To say that divorce involves sensitive feelings and issues is, in the majority of cases, an understatement. Most of us have either seen a friend or loved one go through a divorce, or have been through one ourselves. It’s obvious that this is not an easy life event. There are deep-seated emotions, in addition to important practical issues involving property, finances, and sometimes child custody. Navigating these various elements of a divorce to achieve an amicable and efficient outcome can seem daunting to couples and the people around them.

At the same time, divorce often holds a promise of new beginnings, fresh starts, and healthier family dynamics. It’s never the first choice of a married couple, especially when kids are involved — but when it becomes apparent that divorce may be the right way to go, it’s often for very good reasons. When the process is constructive, and when both parties feel like their voices and concerns are being heard, the positive benefits of divorce are more immediately accessible to everyone involved.

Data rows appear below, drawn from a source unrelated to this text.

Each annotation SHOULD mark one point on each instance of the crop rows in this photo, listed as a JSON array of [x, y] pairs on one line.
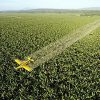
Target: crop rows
[[72, 75]]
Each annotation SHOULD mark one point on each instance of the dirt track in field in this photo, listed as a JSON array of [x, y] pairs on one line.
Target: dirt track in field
[[46, 53]]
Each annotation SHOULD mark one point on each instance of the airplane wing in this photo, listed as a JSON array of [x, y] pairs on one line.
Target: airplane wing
[[27, 68], [18, 61]]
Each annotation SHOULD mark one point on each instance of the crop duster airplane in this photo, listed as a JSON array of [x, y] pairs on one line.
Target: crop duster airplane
[[24, 64]]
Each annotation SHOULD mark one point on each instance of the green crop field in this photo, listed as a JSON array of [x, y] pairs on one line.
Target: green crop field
[[72, 74]]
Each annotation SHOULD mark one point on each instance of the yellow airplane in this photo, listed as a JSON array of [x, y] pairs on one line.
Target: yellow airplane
[[24, 64]]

There is a common issue, however, involving couples who are on the verge of talking about divorce. Maybe the subject has been mentioned seriously before, and maybe it hasn’t. It could simply be something that one or both individuals have been privately considering. Either way, there often comes a tipping point when the subject has to breached seriously for the first time. And the question many people have is: How do I approach my partner on this subject?

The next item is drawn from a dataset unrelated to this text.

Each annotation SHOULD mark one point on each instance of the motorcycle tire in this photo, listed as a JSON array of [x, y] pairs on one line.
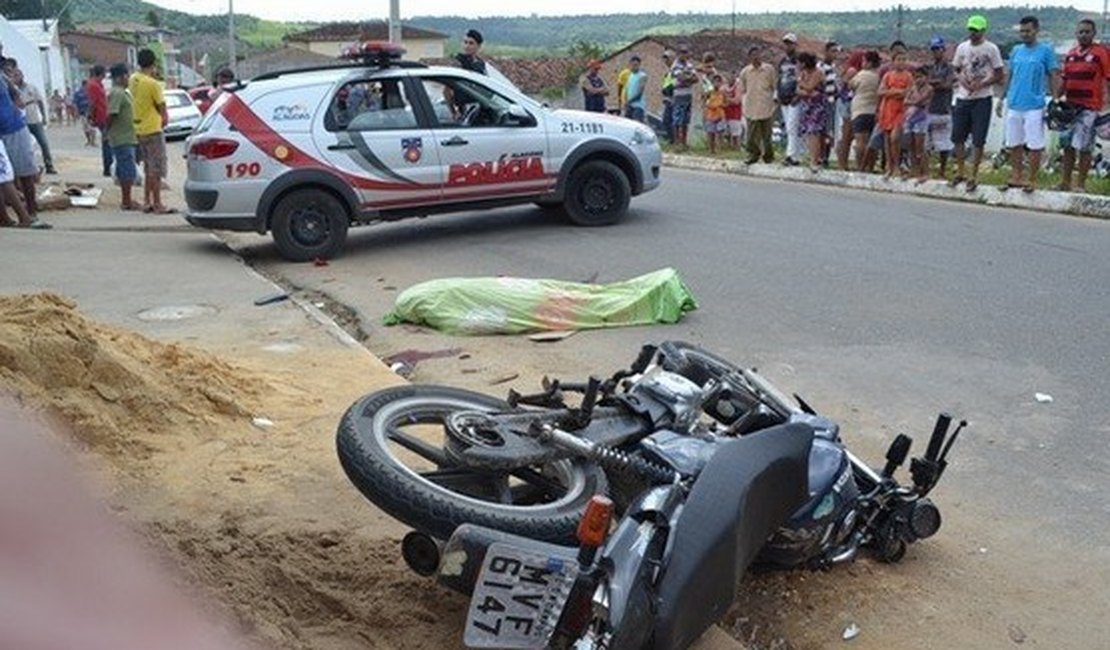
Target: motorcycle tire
[[370, 463]]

The most constructive answer may lie in actually knowing what options are available to you, in terms of going through the process of divorce. For many people, when they first discuss the topic of divorce with their spouse, they don’t really know what the process or entails — or that there is something called collaborative divorce which could make the whole process easier, more amicable, and less expensive.

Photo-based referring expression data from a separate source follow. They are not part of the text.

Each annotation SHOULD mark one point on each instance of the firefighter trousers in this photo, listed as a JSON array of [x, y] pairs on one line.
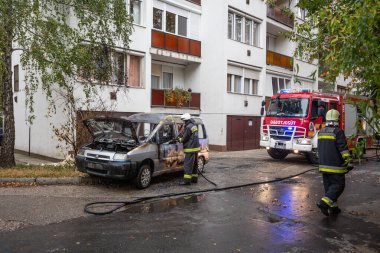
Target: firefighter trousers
[[190, 166], [334, 185]]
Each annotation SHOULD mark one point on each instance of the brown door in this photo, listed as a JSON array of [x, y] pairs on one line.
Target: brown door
[[243, 132]]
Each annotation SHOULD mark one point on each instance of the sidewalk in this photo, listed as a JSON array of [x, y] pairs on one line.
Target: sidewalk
[[22, 157]]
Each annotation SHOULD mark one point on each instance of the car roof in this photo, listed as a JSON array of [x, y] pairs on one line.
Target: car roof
[[156, 118]]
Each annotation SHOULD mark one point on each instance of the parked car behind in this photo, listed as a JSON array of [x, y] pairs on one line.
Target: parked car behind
[[137, 147]]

Essentially, collaborative divorce is a process that’s legally recognized in New Jersey, wherein divorcing parties take a truly “collaborative” approach to the process, including finding solutions to the most sensitive problems, such as child custody and finances. This is done with the help of professionals, which may include divorce mediators, financial analysis, and legal professionals.

If you’re considering divorce, and want to know more about your prospects for a successful collaborative divorce, you can start by asking yourself whether there are any deep seated disagreements or roadblocks that may appear. In other words, do you think that you and your divorcing partner are personally ready to approach divorce in a collaborative way? Or do you foresee a much more contentious process?

Whatever the answer, it may be worth mentioning collaborative divorce to your partner, and if you both find the idea to be agreeable, setting up a meeting with a professional divorce mediator. This can give you both a much clearer perspective on what’s possible through collaborative divorce, and the mindset that’s required from both parties in order to achieve the best possible result.